4th July 2012
Bacteria such as methicillin-resistant Staphylococcus aureus (MRSA) can not only cause potentially lethal infections, but they are also unaffected by commonly-available antibiotics. Even when it comes to bacteria that can be more easily controlled, we are still constantly being warned about the danger of them becoming antibiotic-resistant. Now, however, researchers have discovered a new antiobiotic-free method of killing bacteria including MRSA … and it’s based on semiconductor technology.

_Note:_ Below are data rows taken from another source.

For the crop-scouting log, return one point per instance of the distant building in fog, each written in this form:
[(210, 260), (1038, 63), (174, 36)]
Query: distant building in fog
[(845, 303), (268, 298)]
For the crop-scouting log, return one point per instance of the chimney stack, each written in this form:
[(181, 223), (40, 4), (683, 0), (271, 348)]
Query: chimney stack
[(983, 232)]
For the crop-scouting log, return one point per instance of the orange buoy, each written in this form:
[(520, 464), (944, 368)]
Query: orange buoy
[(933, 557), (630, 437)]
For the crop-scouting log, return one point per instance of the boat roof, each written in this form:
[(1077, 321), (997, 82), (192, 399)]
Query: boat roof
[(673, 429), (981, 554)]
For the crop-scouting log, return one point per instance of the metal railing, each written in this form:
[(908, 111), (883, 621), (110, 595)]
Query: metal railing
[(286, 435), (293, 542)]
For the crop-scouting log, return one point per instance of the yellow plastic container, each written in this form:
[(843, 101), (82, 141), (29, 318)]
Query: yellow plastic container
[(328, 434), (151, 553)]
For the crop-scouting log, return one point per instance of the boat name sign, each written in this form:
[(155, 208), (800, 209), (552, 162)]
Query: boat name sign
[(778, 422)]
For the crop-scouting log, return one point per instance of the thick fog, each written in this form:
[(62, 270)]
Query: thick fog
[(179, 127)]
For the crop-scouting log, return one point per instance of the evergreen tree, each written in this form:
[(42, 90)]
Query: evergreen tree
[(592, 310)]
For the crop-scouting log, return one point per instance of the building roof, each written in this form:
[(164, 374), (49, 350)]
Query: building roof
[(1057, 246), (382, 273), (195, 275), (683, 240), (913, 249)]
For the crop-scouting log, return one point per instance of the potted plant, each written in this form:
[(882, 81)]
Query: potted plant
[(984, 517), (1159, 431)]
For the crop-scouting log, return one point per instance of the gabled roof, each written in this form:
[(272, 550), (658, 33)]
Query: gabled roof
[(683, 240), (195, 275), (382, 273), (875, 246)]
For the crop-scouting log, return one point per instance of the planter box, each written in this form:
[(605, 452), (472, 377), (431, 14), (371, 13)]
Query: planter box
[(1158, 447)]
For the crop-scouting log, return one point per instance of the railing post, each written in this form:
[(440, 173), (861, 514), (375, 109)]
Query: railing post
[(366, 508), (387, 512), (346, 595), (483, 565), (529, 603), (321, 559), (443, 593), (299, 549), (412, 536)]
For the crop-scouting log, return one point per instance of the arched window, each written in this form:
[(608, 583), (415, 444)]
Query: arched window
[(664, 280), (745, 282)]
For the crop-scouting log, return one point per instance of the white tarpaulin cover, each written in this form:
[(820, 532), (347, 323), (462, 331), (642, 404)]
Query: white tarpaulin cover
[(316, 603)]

Chemists at IBM Research in Almaden, California had previously been looking for a way of performing microscopic etching on silicon wafers at a far smaller scale than was currently possible. In the course of their research, they identified materials that would produce an electrostatic charge when chained together to form a polymer.
While this polymer worked for its intended purpose, the chemists were curious as to whether it could have other applications. This resulted in the creation of what they’ve dubbed “ninja polymers.” When their components are introduced to the bloodstream (or water), they self-assemble into biocompatible nanostructures – the ninjas – that are electrostatically drawn to infected cells while not affecting healthy ones. Upon reaching the infected cells, they destroy the bacteria, and then subsequently biodegrade. This reportedly results in no side effects or accumulation in the body.
“The mechanism through which [these polymers] fight bacteria is very different from the way an antibiotic works,” said polymer chemist Jim Hedrick. “They try to mimic what the immune system does: the polymer attaches to the bacteria’s membrane and then facilitates destabilization of the membrane. It falls apart, everything falls out and there’s little opportunity for it to develop resistance to these polymers.”
Not only should the ninja polymers be less likely to lead to treatment-resistant bacteria, but because they’re biodegradable, they also shouldn’t build up in the environment after passing through patients’ systems. Besides their applications in medicine, IBM also hopes to see them find use in bacteria-killing products such as cleansers, while also replacing environmentally-harmful antimicrobial agents in things like toothpaste, mouthwash and food packaging.
The company is currently looking into partnerships with other groups, to commercialize the technology.